Online side hustlers to feel HMRC’S wrath?

Published: 11th January 2024

Despite the sensational headlines, no new taxes have been introduced. In fact, it’s always been the case that if you are trading, i.e. attempting to make a profit, you may be subject to income tax and NI on those profits. Where profits exceed £1,000, you are required to report the income and expenses to HMRC, via a self-assessment tax return, even if there is no tax to pay. For example, this could be the case if profits are below the personal allowance of £12,570 per annum. For those where the online selling is a secondary income source, the £1,000 de minimis still applies, i.e. if you have earnings from your main job that exceed the personal allowance, you can earn up to £1,000 as a self-employed individual tax free.
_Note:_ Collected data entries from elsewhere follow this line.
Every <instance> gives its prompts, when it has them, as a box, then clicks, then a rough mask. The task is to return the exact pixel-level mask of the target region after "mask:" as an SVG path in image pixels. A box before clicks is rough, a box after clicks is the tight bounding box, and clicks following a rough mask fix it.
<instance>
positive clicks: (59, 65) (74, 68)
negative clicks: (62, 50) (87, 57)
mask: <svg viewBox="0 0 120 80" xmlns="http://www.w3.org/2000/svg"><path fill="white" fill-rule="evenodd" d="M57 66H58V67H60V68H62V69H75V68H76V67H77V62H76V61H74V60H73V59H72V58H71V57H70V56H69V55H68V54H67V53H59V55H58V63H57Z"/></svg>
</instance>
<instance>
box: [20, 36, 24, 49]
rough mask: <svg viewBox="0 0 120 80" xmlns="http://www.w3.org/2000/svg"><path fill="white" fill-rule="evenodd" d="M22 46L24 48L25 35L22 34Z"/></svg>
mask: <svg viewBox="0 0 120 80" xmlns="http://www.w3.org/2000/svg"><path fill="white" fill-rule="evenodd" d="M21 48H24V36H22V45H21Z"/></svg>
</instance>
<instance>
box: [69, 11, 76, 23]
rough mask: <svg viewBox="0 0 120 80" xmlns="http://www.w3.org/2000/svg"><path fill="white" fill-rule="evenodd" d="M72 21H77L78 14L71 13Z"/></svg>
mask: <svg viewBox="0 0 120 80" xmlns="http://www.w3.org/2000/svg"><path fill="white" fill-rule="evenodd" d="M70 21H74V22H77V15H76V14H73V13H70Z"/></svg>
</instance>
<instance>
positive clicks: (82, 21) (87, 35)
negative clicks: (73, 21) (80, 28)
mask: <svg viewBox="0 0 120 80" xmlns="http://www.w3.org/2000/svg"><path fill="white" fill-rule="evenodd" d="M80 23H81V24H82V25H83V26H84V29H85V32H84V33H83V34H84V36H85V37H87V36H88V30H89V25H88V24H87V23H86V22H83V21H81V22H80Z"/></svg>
If you are using online selling sites, it’s important to recognise whether you are trading or not. A quick rule of thumb would be that if you are making a profit, you are likely to be trading. For example, if you are importing goods from China and listing them on Amazon at a higher price, this is clearly a trade and profits exceeding £1,000 are taxable. Likewise, if you are making goods, such as candles, and selling them on Etsy, you are trading. Whereas, if you are selling unwanted gifts, and your second-hand clothes/toys/furniture etc., you are unlikely to be trading and unlikely to be making a profit.